With A Long-Awaited Shot At Freedom, Mac Phipps Has His Eyes On The Future
Rodney Carmichael and Sidney Madden are the hosts of Louder Than A Riot, a new podcast from NPR Music that investigates the interconnected rise of hip-hop and mass incarceration in America.
On Feb. 22, former No Limit Records artist McKinley "Mac" Phipps appeared before the Louisiana Board of Pardons and Committee on Parole. It was a chance he'd been waiting on for two decades.
In 2001, Mac was convicted of manslaughter and sentenced to 30 years hard labor in connection to a shooting at Club Mercedes in Slidell, La. — a crime he and many others say he didn't commit.
The path to this clemency hearing started in 2018 when Mac filed an application requesting a commutation of his sentence — it was his second time filing after a 2016 clemency hearing request was denied. This January, he got an update: The hearing had been scheduled.

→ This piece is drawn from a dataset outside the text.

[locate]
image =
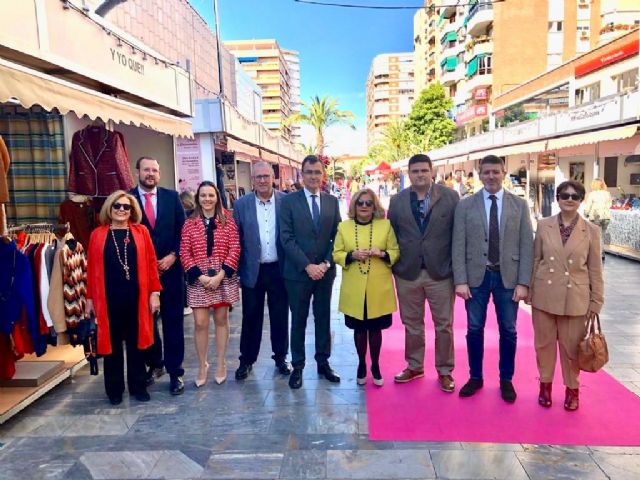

"I kind of just went at it like everything I do in life is like, okay, here goes nothing. Let's roll. May the chips fall where they may," Mac tells Louder Than A Riot in a new interview.
In front of five board members, 21 years and a day after his sentence began, Mac got to make his case again. The hearing had nothing to do with guilt or innocence. Justice wasn't even a factor. It was about whether, after spending half of his life in prison, Mac had earned a chance to go home.